The cars set off on the 15-mile ride from the airport, southwest of central Baghdad, to the coalition's Green Zone at 100 m.p.h. The highway, which used to be lined with palm trees, is now barren. The trees were cut down by U.S. forces to eliminate sniper posts. The wide-eyed passenger runs a gauntlet of roadside bombs, suicide car bombers, and charred Humvees and trucks, as well as hidden insurgents wielding rocket-propelled-grenade launchers. According to Hider, the 10-plus-minute ride will set the intrepid traveler back about $5,000.
The driver will likely avoid the Hamra district—where armed gangs prowl the streets looking for Westerners to kidnap, whom they then sell to one of the Islamist groups for some $250,000—and make a beeline for the Green Zone, the walled district of former palaces turned government buildings that is the coalition's redoubt in Baghdad. The area is a protected, isolated bubble within Iraq, but even here journalists and contractors arrange for a couple of cars and a handful of bodyguards, generally former soldiers from the U.S., Britain, or South Africa, who come armed with assault rifles and submachine guns. Two cars and four men can run upwards of $10,000 a day. It's getting so expensive to get people in and out of Iraq that it's estimated between 10 and 20 percent of the Iraqreconstruction budget is going toward this sort of security.
I think about this every time I see a Baghdad dateline in the morning paper or a television correspondent broadcasting from there. Forget the rosy picture the Pentagon is painting for the public—the situation there is in meltdown right now. And it's only getting worse.

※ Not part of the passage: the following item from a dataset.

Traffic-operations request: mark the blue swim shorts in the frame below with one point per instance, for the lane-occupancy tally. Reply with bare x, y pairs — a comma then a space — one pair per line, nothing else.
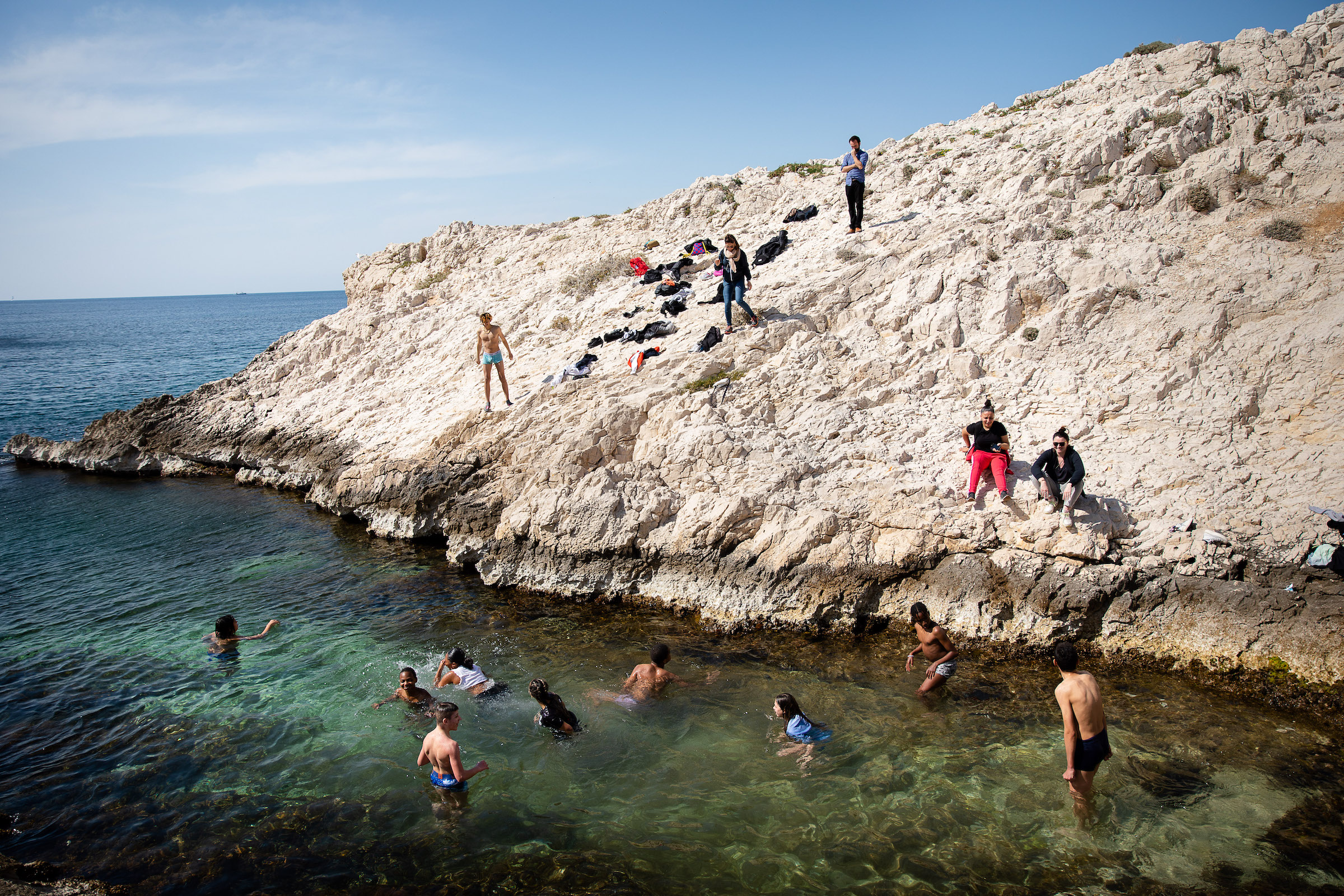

For ground troops, of course, conditions are far worse. Those who survive their extended tours of duty may find a hidden enemy when they get home—the same debilitating and potentially fatal illness that first became known as Gulf War syndrome. The affliction affected at least 100,000 troops who fought in the first Gulf war, just as it later did soldiers who served in Bosnia and Kosovo. If the percentage of Gulf War veterans who developed disabilities is any indication, the military can expect upwards of 50,000 soldiers from the current war to file similar disability claims in coming years.

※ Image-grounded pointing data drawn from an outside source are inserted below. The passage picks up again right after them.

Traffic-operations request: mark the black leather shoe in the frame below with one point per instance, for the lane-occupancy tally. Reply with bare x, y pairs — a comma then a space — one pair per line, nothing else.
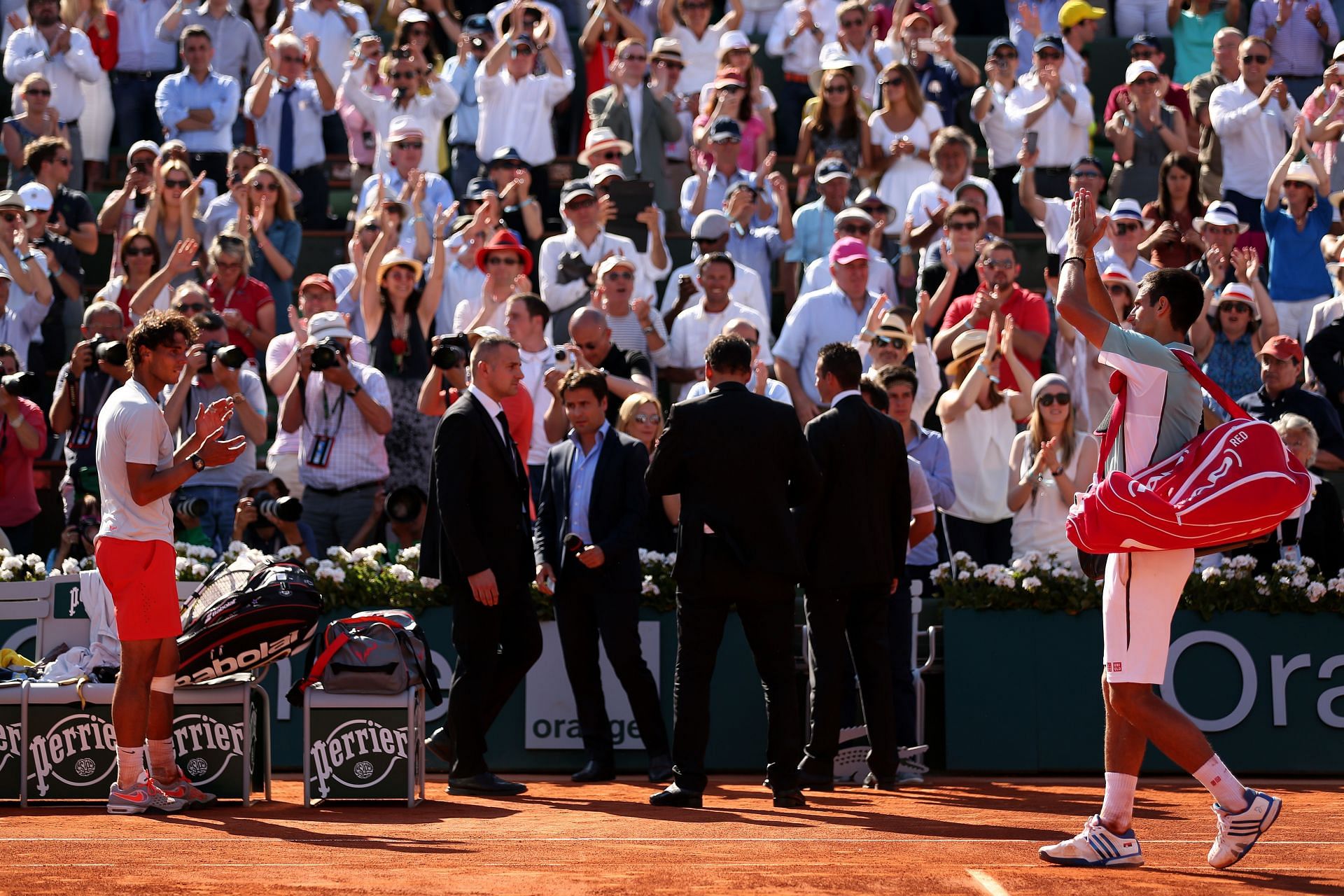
441, 746
676, 798
812, 780
660, 769
593, 771
484, 785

As David Rose points out in his investigation of the problem ("Weapons of Self-Destruction," page 204), one element that could escalate this number considerably is the continued use of uranium 238, or depleted uranium, on the tips of munitions carried by the A-10 Warthog attack jets and the M-l Abrams battle tanks. It is an effective addition to anti-tank and anti-bunker weaponry because it's able to slice through armor that would repel conventional artillery. (Twice as dense as lead, D.U. is also used for armor plating on U.S. tanks.) In a report prepared last year by Frida Berrigan, a senior research associate at the World Policy Institute, she noted: "When a D.U. shell hits its target, it bums, losing anywhere from 40 to 70 percent of its mass and dispersing a fine dust that can be carried long distances by winds or absorbed directly into the soil and groundwater." Because of its obvious toxicity and radioactivity, many experts believe it is one of the contributing factors to Gulf War syndrome. During that conflict, allied forces used approximately 320 tons of D.U.—which has a half-life of 4.5 billion years. By one estimate, the U.S. has used as much as 1,700 tons in the current Iraq war.
In 1997, Congress ordered the Department of Defense to medically screen American troops both before and after deployment. For years the military ignored the law altogether, and only began to provide perfunctory exams shortly before the war officially ended, in 2003. The Pentagon has furthermore been laggard in fully investigating the link between depleted uranium and the illnesses that have crippled Gulf War and Iraqi soldiers. The health of many troops returning home is already in meltdown. And they will only get worse.